Join
Synopsis
This Operator joins two ExampleSets using one or more Attributes of the input ExampleSets as
key_attributes.
Description
This Operator joins two ExampleSets using one or more Attributes of the input ExampleSets as key_attributes.
Identical values of the key_attributes indicate matching Examples. An Attribute with id role is selected as key by default but an arbitrary set of one or more Attributes can be chosen as key. Four types of joins are possible: join_type.inner, join_type.left, join_type.right and join_type.outer join. All these types of joins are explained in the parameters section.
Differentiation
Append
The Append Operator merges the Examples of the input ExampleSets into the resulting ExampleSet. Therefore, all input ExampleSet need to have the same structure (number of Attributes, Attribute names and value types).
Cartesian Product
The Cartesian Product Operator builds a cartesian product of the input ExampleSets, i.e. every Example from the left ExampleSet is joined with each Example of the right ExampleSet.
Union
The Union Operator combines both input ExampleSets in such a way that all Attributes and Examples are part of the resulting union ExampleSet.
Superset
The Superset Operator expects two ExampleSets as input and adds the Attributes of the first ExampleSet to the second ExampleSet and vice versa. Both resulting ExampleSets are delivered as output of the Superset Operator.
Input
left
The left input port expects an ExampleSet. This ExampleSet will be used as the left ExampleSet for the join.
right
The right input port expects an ExampleSet. This ExampleSet will be used as the right ExampleSet for the join.
Output
join
The output port delivers the joint ExampleSet.
Parameters
remove double attributes
This parameter indicates if double Attributes should be removed or renamed. Double Attributes are those Attributes that are present in both ExampleSets. If this parameter is checked, from Attributes which are present in both ExampleSets only the one from the left ExampleSet will be taken and the one from the right ExampleSet will be discarded. If this parameter is unchecked, the Attributes from the right ExampleSet are renamed. The key_attributes will always be taken from the left ExampleSet. Please note that this check for double Attributes will only be applied for regular Attributes. Special Attributes of the right ExampleSet which do not exist in the left ExampleSet will simply be added. If they already exist they are simply skipped.
join type
This parameter specifies which join should be performed. You can easily understand these joins by studying the tutorial Process. Four types of joins are supported:
- inner: The resulting ExampleSet will contain only those Examples where the
key_attributesof both input ExampleSets match, i.e. have the same value. - left: This is also called left outer join. The resulting ExampleSet will contain all Examples from the left ExampleSet. If no matching Examples were found in the right ExampleSet, then its Attributes will consist of missing values. Missing values or null values are shown as '?' in Altair RapidMiner. The left join will always contain the results of the inner join; however it can contain some Examples that have no matching Examples in the right ExampleSet.

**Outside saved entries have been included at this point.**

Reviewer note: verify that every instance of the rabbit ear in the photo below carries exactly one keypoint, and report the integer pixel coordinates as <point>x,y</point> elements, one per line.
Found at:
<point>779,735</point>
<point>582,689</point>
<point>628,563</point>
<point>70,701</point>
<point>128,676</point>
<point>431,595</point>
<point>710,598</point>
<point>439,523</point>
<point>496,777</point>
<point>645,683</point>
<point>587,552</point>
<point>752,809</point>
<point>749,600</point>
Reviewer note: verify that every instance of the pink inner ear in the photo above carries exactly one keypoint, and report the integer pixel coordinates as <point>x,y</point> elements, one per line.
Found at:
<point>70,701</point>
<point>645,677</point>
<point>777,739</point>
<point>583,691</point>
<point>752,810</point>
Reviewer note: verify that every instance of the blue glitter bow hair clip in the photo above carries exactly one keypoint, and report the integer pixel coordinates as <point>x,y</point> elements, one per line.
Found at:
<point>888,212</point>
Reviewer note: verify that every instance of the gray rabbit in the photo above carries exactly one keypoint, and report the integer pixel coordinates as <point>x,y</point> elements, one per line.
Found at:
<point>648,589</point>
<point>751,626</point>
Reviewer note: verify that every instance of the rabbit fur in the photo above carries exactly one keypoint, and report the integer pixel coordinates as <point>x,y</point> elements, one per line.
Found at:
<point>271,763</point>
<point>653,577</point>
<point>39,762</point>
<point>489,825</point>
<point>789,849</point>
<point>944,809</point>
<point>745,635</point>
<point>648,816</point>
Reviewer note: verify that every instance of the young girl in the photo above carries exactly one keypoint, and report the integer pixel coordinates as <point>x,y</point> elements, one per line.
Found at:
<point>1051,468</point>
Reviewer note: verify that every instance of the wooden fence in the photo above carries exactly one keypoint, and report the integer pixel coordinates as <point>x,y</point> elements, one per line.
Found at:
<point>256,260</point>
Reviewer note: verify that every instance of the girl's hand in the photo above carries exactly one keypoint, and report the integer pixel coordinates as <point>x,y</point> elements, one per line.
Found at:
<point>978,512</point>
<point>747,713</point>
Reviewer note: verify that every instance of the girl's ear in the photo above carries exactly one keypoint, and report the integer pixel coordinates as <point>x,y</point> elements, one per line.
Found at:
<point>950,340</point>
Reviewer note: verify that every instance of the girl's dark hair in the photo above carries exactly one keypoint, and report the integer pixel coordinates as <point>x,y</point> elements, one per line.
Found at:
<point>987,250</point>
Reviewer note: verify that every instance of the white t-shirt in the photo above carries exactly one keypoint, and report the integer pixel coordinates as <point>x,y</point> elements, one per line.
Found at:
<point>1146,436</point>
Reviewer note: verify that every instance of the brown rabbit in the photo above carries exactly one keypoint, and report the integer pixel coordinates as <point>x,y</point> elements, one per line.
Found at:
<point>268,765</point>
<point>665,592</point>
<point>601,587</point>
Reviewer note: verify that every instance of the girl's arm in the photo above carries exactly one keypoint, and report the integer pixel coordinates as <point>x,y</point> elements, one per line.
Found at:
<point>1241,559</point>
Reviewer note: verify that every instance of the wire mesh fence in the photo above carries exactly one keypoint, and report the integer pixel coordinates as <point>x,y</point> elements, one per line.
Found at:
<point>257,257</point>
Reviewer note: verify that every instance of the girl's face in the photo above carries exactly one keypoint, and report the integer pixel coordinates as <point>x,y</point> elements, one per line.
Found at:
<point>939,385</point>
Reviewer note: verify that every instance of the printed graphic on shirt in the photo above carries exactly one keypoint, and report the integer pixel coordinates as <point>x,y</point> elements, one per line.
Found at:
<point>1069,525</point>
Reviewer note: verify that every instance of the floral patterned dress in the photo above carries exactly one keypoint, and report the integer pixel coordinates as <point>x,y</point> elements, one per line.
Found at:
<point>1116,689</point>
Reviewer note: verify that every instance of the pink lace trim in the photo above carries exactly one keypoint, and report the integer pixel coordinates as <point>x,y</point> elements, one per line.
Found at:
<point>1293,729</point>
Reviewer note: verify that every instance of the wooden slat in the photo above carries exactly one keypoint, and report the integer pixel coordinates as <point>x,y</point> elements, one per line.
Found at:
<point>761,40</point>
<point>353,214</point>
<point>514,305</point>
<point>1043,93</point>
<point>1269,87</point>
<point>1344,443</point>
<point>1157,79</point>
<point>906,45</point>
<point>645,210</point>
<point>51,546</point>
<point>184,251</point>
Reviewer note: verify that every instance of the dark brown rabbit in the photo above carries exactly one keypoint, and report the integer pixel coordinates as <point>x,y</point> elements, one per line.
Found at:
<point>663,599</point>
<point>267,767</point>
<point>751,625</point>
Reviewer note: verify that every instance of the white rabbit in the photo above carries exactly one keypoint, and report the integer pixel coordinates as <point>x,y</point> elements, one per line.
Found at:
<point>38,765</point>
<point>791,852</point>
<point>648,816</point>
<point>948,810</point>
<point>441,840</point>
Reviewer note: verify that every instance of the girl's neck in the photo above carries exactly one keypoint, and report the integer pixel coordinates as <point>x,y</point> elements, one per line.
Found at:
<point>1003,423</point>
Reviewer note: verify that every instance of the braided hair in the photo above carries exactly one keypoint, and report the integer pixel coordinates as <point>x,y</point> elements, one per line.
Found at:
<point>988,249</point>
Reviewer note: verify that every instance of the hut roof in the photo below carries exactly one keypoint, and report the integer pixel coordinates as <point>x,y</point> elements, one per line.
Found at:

- right: This is also called right outer join. The resulting ExampleSet will contain all records from the right ExampleSet. If no matching Examples were found in the left ExampleSet, then its Attributes will consist of missing values. Missing values or null values are shown as '?' in Altair RapidMiner. The right join will always contain the results of the inner join; however it can contain some Examples that have no matching Examples in the left ExampleSet.
- outer: This is also called full outer join. This type of join combines the results of the left and the right join. All Examples from both ExampleSets will be part of the resulting ExampleSet, whether the matching
key_attributesvalue exists in the other ExampleSet or not. If no matchingkey_attributesvalue was found the corresponding resulting Attributes will consist of missing values. Missing values or null values are shown as '?' in Altair RapidMiner. The outer join will always contain the results of the inner join; however it can contain some Examples that have no matching Examples in the other ExampleSet.
use id attribute as key
This parameter indicates if the Attribute with the id role should be used as the key attribute. This option is checked by default. If unchecked, then you have to specify the key_attributes for both left and right ExampleSets. Identical values of the key_attributes indicate matching Examples.
key attributes
This parameter is available when the parameter use_id_attribute_as_key is unchecked. This parameter specifies Attribute(s) which are used as the key attributes. Identical values of the key_attributes indicate matching Examples. For each key attribute from the left ExampleSet a corresponding key attribute from the right ExampleSet has to be chosen. Choosing appropriate key_attributes is critical for obtaining the desired results.
keep both join attributes
If checked, both Attributes of a join pair will be kept. Usually this is unnecessary since both Attributes are identical. It may be useful to keep such a column if there are missing values on one side.